8 Mart 2021 / ŞEBNEM KÖKSAL
-İyi günler hanımefendi. Ben ve kameraman arkadaşım, VayTV için sokak röportajları yapıyoruz. Size 8 Mart Dünya Kadınlar Günü ile ilgili birkaç soru sormamız mümkün mü acaba?
-Buyrun yavrum, sorun.
-Kaç yaşındasınız?
-Ne alakası var?
-Pardon, anlamadım?
-Esas ben anlamadım. Kadın günüyle benim yaşımın ne alakası var? Hem kadınların yaşı sorulmaz. Kimse öğretmedi mi bunu size?
-Özür dileriz. Maksadımız, emekli misiniz onu öğrenmekti.
-64
-Maşallah! Hiç çalıştınız mı? Para kazanmak için yani….
-Yok, çok zevk aldığım için çalıştım otuz yıl. Dolu dolu, dilek olay! Yoksa sen para için mi çalışıyorsun oğul?
– Nasıl yani?
-Saf mısın yavrum sen. Tabii para için çalıştım. Ne biçim sorular bunlar?
– Şakacısı da hep beni bulur. Neyse..Çocuğunuz var mı?
-Eskiden vardı. Üç tane…
-Allah korusun, öldüler mi yoksa?
-Yok çocuğum, ölmediler, büyüdüler. Şimdi çocuk değiller demek istedim.
-E haliyle, teyze. Sormamın amacı, çocuklarınıza kim baktı siz çalışırken; onu merak ettim.
-Büyük ortancaya baktı, ortanca küçüğe. Büyüğe de yedi yıl konu komşu baktı.
-Allah bağışlasın.
-Neyi bağışlasın?
-Çocuklarınızı…
-Niye, ne yaptılar ki?
-Hiçbir şey.
-Niye korkutuyorsun yaşlı başlı kadını be oğlum?
-Lafın gelişi, teyzecim. Peki siz emekçi bir kadın olarak, bugünle ilgili neler söylemek istersiniz?
-Emekçi değildim ki ben. Son ütücüydüm.
-Nasıl ya?
-O emekçi dediğin ne iş yapar bilmem. Ben konfeksiyonda ütü yaptım diyorum.
-Teyze sen benimle kafa buluyorsun galiba. Çattık.
-Haşa çocuğum. Niye kafa bulayım senle? Cahilim ben, okumadım.
-Sadece ilkokulu mu bitirdin teyze?
-Yok, onu da bitirmedim. Beşinci sınıfta sözlediler beni. Daha okul açılalı bir hafta olduydu; okuldan alıp dikiş nakış kursuna gönderdi babam beni.
-Yanlışın vardır teyze. Beşinci sınıfta daha on bir-on iki yaşındasındır.
-On iki, evet. On beşimde evlendim. On altıda ana oldum.
-Nerelisin teyzecim sen?
-Türk’üm. İki saattir Türkçe konuşuyorum ya senle oğul! Vah vah ! Biraz kafa gidik galiba sende.
– Hangi şehirde doğdun, büyüdün diyorum.
-Sivas. Sivas’ın Acıpınar köyü, bilir misin?
-Yok, nerden bileyim teyze? Emekli maaşın vardır, di mi? O kadar sene çalışmışsın.
-Emekli olmadım ki…Meğer bizim atölye sigorta primlerimizi hep eksik ödemiş. Dağ keçisi gibi seneleri atlaya atlaya….Bildin mi dağ keçisi sen?
-Allah Allah! O kadar zaman nasıl ortaya çıkmamış ki bu?
-Ben bilmem. Beyim hastalandı. Ona bakmak için emekli olayım deyince çıktı ortaya.
-Resmen suç işlemişler şerefsizler. Dava falan açsaydınız….
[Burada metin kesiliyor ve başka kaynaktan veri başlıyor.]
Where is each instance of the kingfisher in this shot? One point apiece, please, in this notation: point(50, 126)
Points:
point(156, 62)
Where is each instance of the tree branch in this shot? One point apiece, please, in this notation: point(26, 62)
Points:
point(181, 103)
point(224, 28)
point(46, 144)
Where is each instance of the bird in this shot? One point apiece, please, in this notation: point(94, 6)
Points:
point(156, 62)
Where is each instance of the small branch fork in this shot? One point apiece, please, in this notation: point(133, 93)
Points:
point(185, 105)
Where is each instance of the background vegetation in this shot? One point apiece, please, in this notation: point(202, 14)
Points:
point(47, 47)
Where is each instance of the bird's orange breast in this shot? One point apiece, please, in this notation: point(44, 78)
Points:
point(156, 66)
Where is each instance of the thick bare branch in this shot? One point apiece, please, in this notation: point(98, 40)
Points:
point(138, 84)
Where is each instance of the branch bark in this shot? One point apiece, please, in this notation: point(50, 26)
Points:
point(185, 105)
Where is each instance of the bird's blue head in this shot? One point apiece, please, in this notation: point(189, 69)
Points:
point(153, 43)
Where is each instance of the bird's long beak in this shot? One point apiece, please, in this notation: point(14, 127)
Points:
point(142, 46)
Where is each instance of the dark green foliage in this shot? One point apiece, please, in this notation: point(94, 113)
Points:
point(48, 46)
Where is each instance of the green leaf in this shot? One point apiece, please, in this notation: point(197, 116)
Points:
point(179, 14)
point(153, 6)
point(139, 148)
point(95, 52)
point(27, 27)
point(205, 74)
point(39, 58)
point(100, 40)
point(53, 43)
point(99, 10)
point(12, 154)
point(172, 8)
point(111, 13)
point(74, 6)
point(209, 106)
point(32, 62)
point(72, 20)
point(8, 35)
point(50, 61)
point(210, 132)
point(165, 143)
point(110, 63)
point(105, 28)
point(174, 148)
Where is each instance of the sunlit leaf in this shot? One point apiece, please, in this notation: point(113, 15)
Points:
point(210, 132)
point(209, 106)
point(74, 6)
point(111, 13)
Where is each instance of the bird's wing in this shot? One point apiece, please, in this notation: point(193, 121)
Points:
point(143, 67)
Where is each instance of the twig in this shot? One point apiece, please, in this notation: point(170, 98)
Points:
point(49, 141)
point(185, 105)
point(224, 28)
-Çocuklar bir yandan, beyimin bakımı bir yandan; dedim ya cahilim diye. Nasıl becereyim öyle mahkeme işlerini yavrucum?
-Eşinizin maaşıyla mı geçindiniz?
-Yoktu ki maaşı. İnşaatlarda gündelik çalışırdı rahmetli.
-Teyze, tam Türk dizisi gibi oldu bu ya. Nereden bulduk biz seni Allah aşkına?
-Aha ben bu sokakta yürüyordum. Önüme dikildiniz ya az önce.
-???
-Sen git bir doktora görün evladım. İyi değilsin sen.
-Tamam teyzem, tamam. Haklısın. İzin verirsen kadınlar gününü kutlayayım bari.
-E, kutla hadi bakalım. Nesini kutlayacaksan kadın olmanın? Onun yerine şansın yaver gidip erkek doğduğun için ben seni kutlayayım.